# MTB @ Woodbury?



## severine (Jul 9, 2008)

I was browsing the state's staycation website to see what they had for ideas of things to do in the state, and when I searched for mountain biking in the Litchfield Hills, this came up:

http://www.ctvisit.com/PropertyDetail.aspx?id=2614



> Woodbury Ski & Skate Park
> Website: http://www.woodburyskiarea.com
> 
> Category: 	Recreation
> ...



Was anybody else aware of this?


----------



## Greg (Jul 9, 2008)

Maybe this is their idea of mountain biking?

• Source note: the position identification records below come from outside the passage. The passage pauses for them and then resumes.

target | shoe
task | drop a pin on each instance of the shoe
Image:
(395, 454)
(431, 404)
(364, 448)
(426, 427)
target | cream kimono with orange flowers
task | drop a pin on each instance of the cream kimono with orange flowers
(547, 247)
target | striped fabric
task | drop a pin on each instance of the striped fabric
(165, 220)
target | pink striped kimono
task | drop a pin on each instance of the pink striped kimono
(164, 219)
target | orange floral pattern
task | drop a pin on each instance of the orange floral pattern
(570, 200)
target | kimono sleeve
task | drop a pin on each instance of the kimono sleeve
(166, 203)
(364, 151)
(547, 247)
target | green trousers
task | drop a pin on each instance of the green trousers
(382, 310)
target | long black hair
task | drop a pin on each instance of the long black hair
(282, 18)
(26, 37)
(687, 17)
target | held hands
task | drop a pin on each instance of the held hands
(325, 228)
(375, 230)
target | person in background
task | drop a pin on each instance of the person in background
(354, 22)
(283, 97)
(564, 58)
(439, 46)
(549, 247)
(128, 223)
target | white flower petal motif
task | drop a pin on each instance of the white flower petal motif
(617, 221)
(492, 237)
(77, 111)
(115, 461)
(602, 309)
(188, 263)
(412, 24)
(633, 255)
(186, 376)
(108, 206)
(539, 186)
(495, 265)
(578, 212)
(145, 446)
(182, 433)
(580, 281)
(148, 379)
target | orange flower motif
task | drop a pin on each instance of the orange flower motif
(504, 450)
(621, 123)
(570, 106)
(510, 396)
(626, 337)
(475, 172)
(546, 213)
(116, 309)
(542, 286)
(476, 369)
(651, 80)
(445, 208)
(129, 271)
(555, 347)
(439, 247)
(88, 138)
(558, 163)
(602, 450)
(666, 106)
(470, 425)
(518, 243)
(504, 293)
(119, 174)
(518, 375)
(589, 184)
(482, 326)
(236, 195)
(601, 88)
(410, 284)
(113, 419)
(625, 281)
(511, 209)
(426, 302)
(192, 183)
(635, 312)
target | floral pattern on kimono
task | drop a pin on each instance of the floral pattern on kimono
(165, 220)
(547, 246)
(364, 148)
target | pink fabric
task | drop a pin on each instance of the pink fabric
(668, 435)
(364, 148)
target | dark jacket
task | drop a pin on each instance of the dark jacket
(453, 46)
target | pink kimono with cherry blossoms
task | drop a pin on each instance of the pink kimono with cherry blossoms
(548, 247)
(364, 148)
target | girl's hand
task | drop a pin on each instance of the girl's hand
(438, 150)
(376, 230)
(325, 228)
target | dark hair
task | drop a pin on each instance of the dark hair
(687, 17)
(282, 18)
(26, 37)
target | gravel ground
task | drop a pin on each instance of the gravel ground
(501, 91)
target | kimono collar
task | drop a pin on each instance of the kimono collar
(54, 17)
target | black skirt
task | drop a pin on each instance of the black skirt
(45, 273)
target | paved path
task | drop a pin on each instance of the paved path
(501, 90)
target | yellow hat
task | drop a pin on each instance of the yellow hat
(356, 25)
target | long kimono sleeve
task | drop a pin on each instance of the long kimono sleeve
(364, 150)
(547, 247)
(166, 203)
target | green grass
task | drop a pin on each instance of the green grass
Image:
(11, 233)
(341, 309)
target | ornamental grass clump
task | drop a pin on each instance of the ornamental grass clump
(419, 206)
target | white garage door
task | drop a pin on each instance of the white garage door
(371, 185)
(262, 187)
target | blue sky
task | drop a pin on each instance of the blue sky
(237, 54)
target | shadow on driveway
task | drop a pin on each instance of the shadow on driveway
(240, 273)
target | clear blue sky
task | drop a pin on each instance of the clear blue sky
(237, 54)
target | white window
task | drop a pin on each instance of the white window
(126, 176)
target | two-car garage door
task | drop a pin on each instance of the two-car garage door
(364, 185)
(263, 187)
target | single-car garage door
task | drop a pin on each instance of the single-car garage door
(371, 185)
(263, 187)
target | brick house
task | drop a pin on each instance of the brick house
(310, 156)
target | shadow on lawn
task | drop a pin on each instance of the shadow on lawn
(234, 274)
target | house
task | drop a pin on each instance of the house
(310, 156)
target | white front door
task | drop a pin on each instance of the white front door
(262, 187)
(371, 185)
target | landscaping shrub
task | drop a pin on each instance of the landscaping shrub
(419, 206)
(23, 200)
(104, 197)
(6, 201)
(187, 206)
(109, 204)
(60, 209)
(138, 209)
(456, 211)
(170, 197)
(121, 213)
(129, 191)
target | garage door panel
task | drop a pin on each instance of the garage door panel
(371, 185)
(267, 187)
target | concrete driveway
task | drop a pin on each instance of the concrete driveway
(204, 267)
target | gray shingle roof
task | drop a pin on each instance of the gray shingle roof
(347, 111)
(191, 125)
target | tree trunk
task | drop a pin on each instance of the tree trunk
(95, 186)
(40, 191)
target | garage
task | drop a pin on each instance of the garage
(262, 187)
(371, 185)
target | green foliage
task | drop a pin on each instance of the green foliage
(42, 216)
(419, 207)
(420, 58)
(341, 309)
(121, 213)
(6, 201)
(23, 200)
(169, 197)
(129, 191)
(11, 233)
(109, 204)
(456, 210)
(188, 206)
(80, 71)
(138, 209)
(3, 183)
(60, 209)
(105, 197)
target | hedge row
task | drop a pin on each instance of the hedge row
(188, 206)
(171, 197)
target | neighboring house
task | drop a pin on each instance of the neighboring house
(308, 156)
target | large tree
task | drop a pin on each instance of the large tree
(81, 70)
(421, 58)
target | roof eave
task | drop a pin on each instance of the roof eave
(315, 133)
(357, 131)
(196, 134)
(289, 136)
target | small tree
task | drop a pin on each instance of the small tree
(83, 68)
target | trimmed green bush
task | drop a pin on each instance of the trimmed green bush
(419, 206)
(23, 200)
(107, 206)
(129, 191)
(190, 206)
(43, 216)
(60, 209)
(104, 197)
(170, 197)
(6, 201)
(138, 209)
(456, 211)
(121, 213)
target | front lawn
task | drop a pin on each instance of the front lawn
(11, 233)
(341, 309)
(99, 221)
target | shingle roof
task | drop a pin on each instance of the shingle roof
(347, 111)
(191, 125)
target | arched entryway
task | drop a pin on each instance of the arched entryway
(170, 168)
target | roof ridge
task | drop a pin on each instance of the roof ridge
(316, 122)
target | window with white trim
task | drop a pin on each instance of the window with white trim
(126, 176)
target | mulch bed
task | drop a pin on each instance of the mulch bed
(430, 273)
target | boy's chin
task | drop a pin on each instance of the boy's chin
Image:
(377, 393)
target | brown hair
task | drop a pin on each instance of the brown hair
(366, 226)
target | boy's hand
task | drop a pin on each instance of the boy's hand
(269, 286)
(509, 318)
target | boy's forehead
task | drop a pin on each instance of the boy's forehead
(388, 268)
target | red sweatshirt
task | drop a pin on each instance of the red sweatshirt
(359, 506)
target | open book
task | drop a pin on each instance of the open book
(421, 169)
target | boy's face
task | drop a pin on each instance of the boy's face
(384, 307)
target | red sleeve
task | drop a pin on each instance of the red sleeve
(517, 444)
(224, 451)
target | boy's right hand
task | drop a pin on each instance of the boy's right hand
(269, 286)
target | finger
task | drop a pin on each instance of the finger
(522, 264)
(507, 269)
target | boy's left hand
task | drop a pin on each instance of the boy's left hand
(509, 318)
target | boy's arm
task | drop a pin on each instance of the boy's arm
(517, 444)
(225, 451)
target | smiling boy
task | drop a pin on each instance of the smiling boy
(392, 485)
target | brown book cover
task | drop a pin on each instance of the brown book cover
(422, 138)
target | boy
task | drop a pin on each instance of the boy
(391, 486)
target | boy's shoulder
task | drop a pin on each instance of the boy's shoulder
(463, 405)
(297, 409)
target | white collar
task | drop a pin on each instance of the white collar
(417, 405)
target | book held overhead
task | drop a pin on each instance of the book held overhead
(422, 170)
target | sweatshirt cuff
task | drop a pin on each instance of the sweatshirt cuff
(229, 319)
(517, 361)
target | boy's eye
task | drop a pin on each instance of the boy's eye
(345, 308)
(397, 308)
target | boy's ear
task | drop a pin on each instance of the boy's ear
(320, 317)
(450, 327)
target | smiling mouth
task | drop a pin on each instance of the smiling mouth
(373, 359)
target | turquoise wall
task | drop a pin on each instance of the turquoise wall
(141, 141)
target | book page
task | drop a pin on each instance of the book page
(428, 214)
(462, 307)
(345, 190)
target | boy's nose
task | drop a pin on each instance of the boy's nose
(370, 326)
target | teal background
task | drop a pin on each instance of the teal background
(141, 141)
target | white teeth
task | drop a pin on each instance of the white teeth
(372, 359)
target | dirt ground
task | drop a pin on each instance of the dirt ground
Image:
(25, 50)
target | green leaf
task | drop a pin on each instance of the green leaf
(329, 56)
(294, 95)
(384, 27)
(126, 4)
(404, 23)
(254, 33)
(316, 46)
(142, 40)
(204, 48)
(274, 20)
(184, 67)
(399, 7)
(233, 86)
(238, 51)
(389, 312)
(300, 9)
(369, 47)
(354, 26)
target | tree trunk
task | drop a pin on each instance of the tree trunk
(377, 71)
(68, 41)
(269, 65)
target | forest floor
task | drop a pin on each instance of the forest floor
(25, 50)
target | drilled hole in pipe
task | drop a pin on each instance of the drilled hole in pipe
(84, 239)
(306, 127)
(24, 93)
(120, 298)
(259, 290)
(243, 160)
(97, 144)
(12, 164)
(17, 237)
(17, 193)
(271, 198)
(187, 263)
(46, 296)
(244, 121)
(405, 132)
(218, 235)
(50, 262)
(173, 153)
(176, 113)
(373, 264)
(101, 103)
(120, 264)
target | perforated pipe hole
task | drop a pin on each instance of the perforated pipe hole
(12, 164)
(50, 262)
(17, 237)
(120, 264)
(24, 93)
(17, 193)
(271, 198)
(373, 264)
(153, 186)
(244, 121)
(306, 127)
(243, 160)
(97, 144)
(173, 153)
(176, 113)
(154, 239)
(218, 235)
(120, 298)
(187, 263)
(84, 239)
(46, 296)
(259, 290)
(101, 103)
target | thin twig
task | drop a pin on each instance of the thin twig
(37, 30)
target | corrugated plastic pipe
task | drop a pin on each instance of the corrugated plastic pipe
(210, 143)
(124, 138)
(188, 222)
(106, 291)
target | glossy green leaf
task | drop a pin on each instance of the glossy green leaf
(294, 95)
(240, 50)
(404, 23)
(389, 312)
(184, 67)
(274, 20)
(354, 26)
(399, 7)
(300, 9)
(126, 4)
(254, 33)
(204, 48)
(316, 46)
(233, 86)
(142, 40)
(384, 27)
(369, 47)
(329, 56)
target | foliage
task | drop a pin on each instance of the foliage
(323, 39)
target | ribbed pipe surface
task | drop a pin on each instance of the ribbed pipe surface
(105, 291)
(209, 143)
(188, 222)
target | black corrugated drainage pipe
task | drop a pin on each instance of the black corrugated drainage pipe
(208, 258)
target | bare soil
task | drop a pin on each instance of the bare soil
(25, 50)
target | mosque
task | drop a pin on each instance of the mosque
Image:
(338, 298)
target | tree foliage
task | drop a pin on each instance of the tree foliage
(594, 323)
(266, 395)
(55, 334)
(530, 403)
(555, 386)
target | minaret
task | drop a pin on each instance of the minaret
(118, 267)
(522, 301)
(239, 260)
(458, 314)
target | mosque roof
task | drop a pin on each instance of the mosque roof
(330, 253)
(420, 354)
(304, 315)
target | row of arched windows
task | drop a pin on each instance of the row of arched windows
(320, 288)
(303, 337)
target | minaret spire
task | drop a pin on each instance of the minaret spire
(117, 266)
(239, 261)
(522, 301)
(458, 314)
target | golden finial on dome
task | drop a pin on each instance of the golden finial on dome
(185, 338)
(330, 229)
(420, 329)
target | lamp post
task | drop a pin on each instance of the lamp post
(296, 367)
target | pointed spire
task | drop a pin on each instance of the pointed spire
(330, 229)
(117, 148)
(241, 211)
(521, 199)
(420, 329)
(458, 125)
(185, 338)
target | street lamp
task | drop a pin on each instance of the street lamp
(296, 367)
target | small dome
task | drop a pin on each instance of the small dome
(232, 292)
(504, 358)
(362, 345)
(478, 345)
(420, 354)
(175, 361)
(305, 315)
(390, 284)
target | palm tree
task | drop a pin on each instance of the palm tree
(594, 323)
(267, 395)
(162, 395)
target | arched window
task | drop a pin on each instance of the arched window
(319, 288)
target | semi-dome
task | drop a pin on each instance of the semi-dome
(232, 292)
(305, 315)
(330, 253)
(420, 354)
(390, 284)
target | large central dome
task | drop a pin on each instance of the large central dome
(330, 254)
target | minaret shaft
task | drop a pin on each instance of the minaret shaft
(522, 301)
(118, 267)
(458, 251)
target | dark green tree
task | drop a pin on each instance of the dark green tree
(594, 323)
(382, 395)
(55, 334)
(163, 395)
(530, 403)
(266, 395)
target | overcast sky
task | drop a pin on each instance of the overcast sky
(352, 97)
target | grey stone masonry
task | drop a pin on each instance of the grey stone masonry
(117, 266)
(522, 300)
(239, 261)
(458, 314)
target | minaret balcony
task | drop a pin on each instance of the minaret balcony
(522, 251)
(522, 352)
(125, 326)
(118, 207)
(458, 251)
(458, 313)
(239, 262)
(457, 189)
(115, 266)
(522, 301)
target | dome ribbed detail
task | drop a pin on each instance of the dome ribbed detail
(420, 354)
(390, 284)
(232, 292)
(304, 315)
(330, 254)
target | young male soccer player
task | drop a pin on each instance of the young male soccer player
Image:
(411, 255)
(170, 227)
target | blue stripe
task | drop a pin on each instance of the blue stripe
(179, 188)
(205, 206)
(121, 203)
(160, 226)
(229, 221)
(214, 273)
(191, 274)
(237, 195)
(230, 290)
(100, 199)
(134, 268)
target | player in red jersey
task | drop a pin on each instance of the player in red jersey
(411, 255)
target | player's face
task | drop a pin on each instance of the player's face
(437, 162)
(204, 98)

Seems like a freeride park/course would fit in logically at Woodbury though....


----------



## severine (Jul 9, 2008)

They have a skate park, too.  But according to the state's website (which is supposed to be up to date), the MTB is on 18 trails.  I can't find any info on Woodbury's website about it. :shrug:


----------



## eatskisleep (Jul 9, 2008)

Last I heard, it was all falling down and not worth the drive.


----------



## powderman (Jul 9, 2008)

If it isn't on Woodbury's official website, odds are, there no longer is mt biking at Woodbury.   Mt biking probably never worked there, the skiing trails at Woodbury bunny hills I've skiied on and I doubt the mt biking trails are longer.  The additional drive to better ski/mt bike areas is well worth it.


----------